SUR LES PAROLES SUIVANTES : « ET LES SOLDATS FIRENT AINSI », JUSQU'A CES AUTRES : « ET, AYANT INCLINÉ LA TÊTE, IL RENDIT L'ESPRIT ». (Chap. XIX, 24-30.)

 

LES DERNIERS MOMENTS DE JÉSUS.

 

Après le partage de ses vêtements, Jésus légua sa Mère à l'apôtre Jean, pour donner aux enfants un exemple de piété filiale, et Jean la reçut pour en prendre soin. Puis le Sauveur se plaignit de la soif, et on lui tendit, au bout d'un roseau, une éponge imbibée de fiel, de vinaigre et d'hysope. Le roseau était l'emblème de l'Ecriture; le fiel et le vinaigre, de la méchanceté des Juifs ; l'hysope, de l'humilité du Christ. A peine Jésus en eut-il goûté, qu'il mourut.

 

1. L'évangéliste Jean nous raconte ce qui se passa aux pieds de la croix du Sauveur, après que ses vêtements eurent été partagés, même par la voie du sort; voyons son récit : « Les soldats firent ainsi. Or, la Mère de Jésus et la soeur de sa Mère, Marie, femme de Cléophas, et Marie-Madeleine, étaient debout près de sa croix. Jésus donc, voyant sa Mère et près d'elle le disciple qu'il aimait, dit à sa mère : Femme, voilà ton fils.

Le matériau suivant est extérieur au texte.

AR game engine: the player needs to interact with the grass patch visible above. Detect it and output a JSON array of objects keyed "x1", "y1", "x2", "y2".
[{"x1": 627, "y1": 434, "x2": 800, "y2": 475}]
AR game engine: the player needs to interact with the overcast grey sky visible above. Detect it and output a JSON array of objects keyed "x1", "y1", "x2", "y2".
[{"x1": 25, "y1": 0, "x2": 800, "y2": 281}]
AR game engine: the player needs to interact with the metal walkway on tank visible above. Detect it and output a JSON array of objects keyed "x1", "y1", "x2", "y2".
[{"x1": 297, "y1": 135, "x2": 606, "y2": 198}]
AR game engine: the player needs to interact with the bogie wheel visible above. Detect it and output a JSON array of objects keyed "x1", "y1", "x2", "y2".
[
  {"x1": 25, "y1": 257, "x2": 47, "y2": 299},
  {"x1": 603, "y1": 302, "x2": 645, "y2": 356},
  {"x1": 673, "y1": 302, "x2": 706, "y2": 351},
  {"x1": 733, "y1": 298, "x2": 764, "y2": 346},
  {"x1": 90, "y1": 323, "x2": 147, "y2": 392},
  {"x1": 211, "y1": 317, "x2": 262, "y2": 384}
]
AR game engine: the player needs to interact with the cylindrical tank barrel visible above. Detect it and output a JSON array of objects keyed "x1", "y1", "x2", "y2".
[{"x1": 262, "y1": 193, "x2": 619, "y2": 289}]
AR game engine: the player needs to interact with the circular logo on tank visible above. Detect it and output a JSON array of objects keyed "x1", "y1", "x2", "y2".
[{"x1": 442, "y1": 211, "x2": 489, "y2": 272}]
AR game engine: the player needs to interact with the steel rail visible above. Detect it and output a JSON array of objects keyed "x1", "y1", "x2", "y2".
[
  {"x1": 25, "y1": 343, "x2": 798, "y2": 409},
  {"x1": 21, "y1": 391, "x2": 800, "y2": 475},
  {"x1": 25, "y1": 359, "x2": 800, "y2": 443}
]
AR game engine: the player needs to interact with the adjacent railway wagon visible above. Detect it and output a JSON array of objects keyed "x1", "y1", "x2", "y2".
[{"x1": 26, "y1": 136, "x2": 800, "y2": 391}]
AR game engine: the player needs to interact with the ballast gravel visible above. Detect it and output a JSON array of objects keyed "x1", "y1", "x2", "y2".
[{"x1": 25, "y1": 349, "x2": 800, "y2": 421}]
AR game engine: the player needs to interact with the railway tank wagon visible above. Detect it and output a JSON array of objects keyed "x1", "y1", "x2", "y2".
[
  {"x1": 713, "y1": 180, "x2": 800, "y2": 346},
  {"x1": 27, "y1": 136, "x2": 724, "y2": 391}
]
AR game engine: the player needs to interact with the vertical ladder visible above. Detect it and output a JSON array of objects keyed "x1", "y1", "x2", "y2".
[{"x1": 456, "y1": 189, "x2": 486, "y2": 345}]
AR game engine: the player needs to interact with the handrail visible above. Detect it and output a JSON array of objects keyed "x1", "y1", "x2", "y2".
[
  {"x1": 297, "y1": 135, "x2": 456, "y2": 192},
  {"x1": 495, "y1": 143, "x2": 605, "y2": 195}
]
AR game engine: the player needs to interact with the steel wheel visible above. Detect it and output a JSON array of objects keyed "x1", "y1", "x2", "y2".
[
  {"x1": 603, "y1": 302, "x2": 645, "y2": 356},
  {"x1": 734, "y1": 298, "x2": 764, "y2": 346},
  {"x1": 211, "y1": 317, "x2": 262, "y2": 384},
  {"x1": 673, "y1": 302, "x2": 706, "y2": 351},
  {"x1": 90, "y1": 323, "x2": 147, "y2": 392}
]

Après, il dit au disciple : Fils, voilà ta mère. Et depuis cette heure-là, le disciple la reçut chez lui ». Voilà bien l'heure dont Jésus parlait, quand, au moment de changer l'eau en vin, il disait à sa Mère : « Femme, qu'y a-t-il entre toi et moi ? mon heure n'est point encore venue (1) ». Il prédisait cette heure qui n'était pas encore venue, cette heure où, sur le point de mourir, il devait

 

1. Jean, II, 4.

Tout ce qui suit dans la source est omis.